Teenager wird von Auto angefahren und freut sich, wer hinterm Steuer sitzt

Los Angeles - Für den US-Amerikaner Leo Marenghi (19) verlief der vergangene Dienstag anders als erwartet, und das in mehrfacher Hinsicht. Nicht nur, dass er angefahren wurde - auch von wem war eine Überraschung.

Ashton Kutcher (40) hatte noch mal Glück im Unglück.
Ashton Kutcher (40) hatte noch mal Glück im Unglück.  © DPA

Der 19-jährige Babysitter war gerade mit seinem Roller auf dem Weg, um ein paar Kinder von der Schule in Los Angeles abzuholen, als es plötzlich rumste. Nahe der Sunset Bronson Studios wurde der junge Mann von einem schwarzen Tesla gerammt und fiel zu Boden.
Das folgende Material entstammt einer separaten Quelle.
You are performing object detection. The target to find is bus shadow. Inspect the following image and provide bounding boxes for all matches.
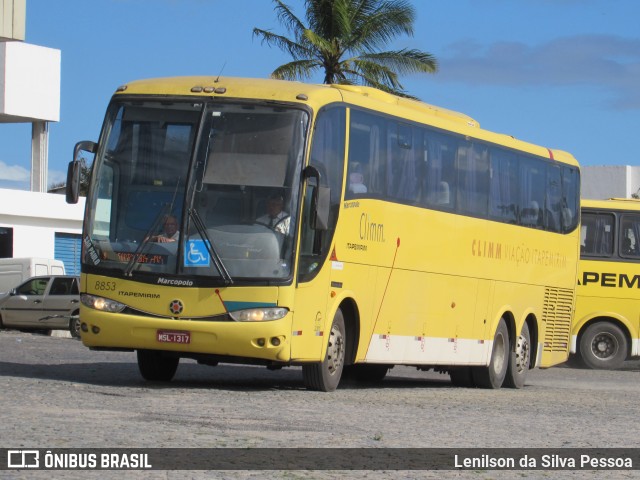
[0,361,452,391]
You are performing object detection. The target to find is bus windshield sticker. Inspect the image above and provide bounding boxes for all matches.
[184,240,211,267]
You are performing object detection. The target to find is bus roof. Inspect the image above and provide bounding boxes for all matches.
[580,198,640,211]
[115,76,578,166]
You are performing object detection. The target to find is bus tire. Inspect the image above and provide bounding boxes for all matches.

Als er sich berappelte, konnte Marenghi kaum glauben, wer da aus dem Auto ausgestiegen war, um nach ihm zu sehen: kein Geringerer als Hollywood-Star Ashton Kutcher!

"Er sagte: 'Geht es dir gut? Es tut mir so leid!' Und ich sagte: 'Ja, es geht mir gut, aber bist du Ashton Kutcher? Darf ich mit dir ein Foto machen?'", erinnert sich der 19-Jährige gegenüber "ET Online".

Dieser Bitte kam Kutcher nach dem Schreck natürlich gerne nach, wie Marenghi weiter berichtet. "Es fühlte sich an, als wäre ich einfach gestolpert und gefallen, und da war eine Sicherheitsfrau, also ließ ich sie das Foto machen. Dann war's das, und ich sagte nur: 'OK, einen schönen Tag noch!'"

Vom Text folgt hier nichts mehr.